Le cas de la 205 est singulier. Voilà une petite voiture qui était, tout comme sa contemporaine la Renault 5, par sa forme, sa consommation, son encombrement, l'épaisseur et le diamètre de ses pneus, la modestie même mais dont la classe traduisait exactement celle du pays qui l'avait produite. Quand on regarde une 205 on comprend que la France de l'époque sait exactement où elle va, qu'elle produit des objets originaux, sobres, efficaces dont le constructeur définit habilement le cahier des charges pour créer un marché. (Ce fut aussi le cas de la Renault Espace). On pourrait en dire autant de la France entière et d'ailleurs pourquoi s'en priver ?

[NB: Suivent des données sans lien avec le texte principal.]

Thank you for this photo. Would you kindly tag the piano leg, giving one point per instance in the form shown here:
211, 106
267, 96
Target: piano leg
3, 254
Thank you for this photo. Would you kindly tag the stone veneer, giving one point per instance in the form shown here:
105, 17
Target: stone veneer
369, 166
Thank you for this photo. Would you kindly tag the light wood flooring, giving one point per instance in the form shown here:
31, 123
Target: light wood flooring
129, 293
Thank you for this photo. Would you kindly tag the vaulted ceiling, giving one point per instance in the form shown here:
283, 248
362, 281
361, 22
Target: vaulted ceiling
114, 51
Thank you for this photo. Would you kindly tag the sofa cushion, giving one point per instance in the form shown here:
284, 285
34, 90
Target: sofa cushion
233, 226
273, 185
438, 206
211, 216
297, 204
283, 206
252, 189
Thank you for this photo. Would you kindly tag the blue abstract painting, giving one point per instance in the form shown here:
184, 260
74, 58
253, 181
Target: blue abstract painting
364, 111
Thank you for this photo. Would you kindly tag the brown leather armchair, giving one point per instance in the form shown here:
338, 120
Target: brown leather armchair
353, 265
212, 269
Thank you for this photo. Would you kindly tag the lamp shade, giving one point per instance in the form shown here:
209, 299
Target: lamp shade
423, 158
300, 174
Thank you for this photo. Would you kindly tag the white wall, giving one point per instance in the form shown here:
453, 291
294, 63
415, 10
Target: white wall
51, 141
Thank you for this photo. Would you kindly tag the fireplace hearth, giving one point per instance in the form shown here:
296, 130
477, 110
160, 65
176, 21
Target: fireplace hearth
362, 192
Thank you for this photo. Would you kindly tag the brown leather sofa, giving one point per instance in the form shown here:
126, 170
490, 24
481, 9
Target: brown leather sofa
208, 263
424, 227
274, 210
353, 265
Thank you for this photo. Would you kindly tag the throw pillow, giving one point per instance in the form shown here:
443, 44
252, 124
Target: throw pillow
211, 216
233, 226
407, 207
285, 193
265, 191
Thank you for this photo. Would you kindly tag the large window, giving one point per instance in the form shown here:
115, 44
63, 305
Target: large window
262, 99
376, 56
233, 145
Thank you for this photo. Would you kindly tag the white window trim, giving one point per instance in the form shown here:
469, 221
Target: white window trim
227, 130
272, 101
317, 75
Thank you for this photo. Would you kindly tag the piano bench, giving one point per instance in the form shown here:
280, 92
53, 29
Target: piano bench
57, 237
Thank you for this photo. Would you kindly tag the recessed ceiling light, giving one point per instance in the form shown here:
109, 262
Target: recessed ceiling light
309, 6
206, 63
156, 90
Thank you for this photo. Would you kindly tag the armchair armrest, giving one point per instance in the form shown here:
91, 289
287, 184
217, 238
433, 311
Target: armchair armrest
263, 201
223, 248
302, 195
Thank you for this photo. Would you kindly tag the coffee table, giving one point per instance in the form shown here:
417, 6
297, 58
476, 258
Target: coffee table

Il y a un grand paradoxe quand on compare cette époque et la nôtre. On peut le mesurer sur un parking quand par hasard on voit une 205 garée au milieu des voitures récentes : dans la France de la fin de l'époque Giscard, qui jouissait d'une position enviable, une position de soliste, au milieu du "concert des nations", les véhicules étaient à la fois modestes, puissants, efficaces et pour la plupart possédaient de la "classe" dans la modestie, tandis qu'aujourd'hui où notre pays est à tant d'égards relégué au rang de troisième violon, les véhicules qu'il produit rivalisent de lourdeur, de prétention, de complexité et semblent à l'affût du marché au lieu de le créer. Ce n'est plus la classe dans la modestie parce qu'on est une grande nation, mais la prétention dans la vulgarité parce qu'on a perdu dix places dans la hiérarchie. Les chromes, l'importance des logos désormais gros comme un ballon de foot, tout cela semble conçu pour les rues de Shanghai et les nations émergentes comme sur la peugeot 2008 et la gamme Picasso , tandis que la sobre originalité des gens sûrs d'eux, le défaut d'esbroufe malgré une mécanique redoutable se sont réfugiés chez les Allemands, qui curieusement ont aujourd'hui la position dominante en Europe et l'une des premières dans le monde. Le jour où la France recommencera à produire des merveilles comme la gamme Peugeot dessinée par Pininfarina (admirable 406), nous pourrons nous dire que nous sommes tirés d'affaire.